In C++, a class can be derived from several base classes. Going back to our birds, let's make an observation—while flying birds have a lot in common with each other, they also have something in common with other flying animals, specifically, the ability to fly. Since flight isn't limited to birds, we may want to move the data and the algorithms related to processing flight into a separate base class. But there's also no denying that an eagle is a bird. We could express this relation if we used two base classes to construct the Eagle class:
class Eagle : public Bird, public FlyingAnimal { ... };
In this case, the inheritance from both base classes is public, which means that the derived class inherits both interfaces and must fulfill two separate contracts. What happens if both interfaces define a method with the same name? If this method isn't virtual, then an attempt to invoke it on the derived class is ambiguous, and the program doesn't compile. If the method is virtual and the derived class has an override for it, then there's no ambiguity since the method of the derived class is called. Also, Eagle is now both Bird and FlyingAnimal:
Eagle* e = new Eagle;
Bird* b = e;
FlyingAnimal* f = e;
Both conversions from the derived class into the base class pointer are allowed. The reverse conversions must be made explicitly using a static or a dynamic cast. There's another interesting conversion—if we have a pointer to a FlyingAnimal class that's also a Bird class, can we cast from one to the other? Yes, we can with a dynamic cast:
Bird* b = new Eagle; // Also a FlyingAnimal
FlyingAnimal* f = dynamic_cast<FlyingAnimal*>(b);
When used in this context, the dynamic cast is sometimes called a cross-cast—we aren't casting up or down the hierarchy (between derived and based classes) but across the hierarchy—between the classes on different branches of the hierarchy tree.

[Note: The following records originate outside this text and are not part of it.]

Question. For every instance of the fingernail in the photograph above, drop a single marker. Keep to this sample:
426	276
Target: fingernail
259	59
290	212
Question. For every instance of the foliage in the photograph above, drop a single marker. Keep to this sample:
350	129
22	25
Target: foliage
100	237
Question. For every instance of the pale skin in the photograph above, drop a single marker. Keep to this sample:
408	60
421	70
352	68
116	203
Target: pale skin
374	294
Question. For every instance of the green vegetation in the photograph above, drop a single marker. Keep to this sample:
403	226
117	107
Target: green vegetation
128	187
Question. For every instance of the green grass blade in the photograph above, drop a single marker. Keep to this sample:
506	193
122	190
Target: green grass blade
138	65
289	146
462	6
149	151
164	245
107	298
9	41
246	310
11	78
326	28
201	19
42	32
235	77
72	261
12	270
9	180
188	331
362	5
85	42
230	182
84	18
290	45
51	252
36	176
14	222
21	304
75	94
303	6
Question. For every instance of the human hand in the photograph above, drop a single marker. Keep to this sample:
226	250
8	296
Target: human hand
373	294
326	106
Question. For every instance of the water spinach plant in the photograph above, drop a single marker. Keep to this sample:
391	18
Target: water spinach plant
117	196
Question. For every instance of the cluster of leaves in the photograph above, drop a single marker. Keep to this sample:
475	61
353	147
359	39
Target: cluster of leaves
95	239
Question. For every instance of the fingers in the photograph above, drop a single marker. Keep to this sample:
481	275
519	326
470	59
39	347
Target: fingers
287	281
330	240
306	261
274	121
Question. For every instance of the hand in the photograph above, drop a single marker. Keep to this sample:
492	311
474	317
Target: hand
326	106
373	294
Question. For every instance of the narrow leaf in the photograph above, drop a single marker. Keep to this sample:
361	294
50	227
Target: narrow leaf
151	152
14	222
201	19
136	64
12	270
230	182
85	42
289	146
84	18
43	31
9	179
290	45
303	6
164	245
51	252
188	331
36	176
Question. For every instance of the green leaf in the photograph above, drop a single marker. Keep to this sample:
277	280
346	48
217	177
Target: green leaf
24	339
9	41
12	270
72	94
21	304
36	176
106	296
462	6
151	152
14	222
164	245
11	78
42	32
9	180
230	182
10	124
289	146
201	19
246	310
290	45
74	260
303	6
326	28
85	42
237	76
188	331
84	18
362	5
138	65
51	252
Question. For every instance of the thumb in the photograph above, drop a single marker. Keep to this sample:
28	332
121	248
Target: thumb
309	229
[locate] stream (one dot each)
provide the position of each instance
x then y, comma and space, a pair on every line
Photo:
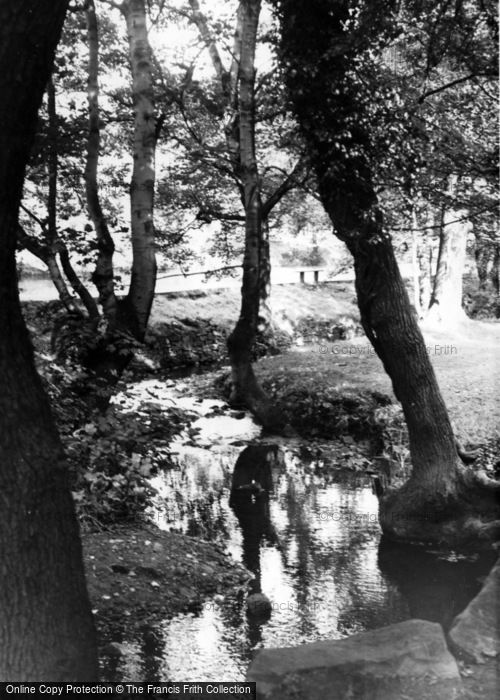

Multiple inheritance is often maligned and disfavored in C++. Much of this advice is outdated and stems from the time when compilers implemented multiple inheritance poorly and inefficiently. Today, with modern compilers, this isn't a concern. It's often said that multiple inheritance makes the class hierarchy harder to understand and reason about. Perhaps it would be more accurate to say that it's harder to design a good multiple inheritance hierarchy that accurately reflects the relations between different properties, and that a poorly designed hierarchy is difficult to understand and reason about.
These concerns mostly apply to hierarchies that use public inheritance. Multiple inheritance can be private as well. There's even less reason to use multiple private inheritance instead of composition than there was to use single private inheritance. However, the empty base optimization can be done on multiple empty base classes and remains a valid reason to use private inheritance, if it applies:
class Empty1 {};
class Empty2 {};
class Derived : private Empty1, private Empty2 {
int i;
}; // sizeof(Derived) == 4
class Composed {
int i;
Empty1 e1;
Empty2 e2;
}; // sizeof(Composed) == 8
Multiple inheritance can be particularly effective when the derived class represents a system that combines several unrelated, non-overlapping attributes. We'll encounter such cases throughout this book when we explore various design patterns and their C++ representations.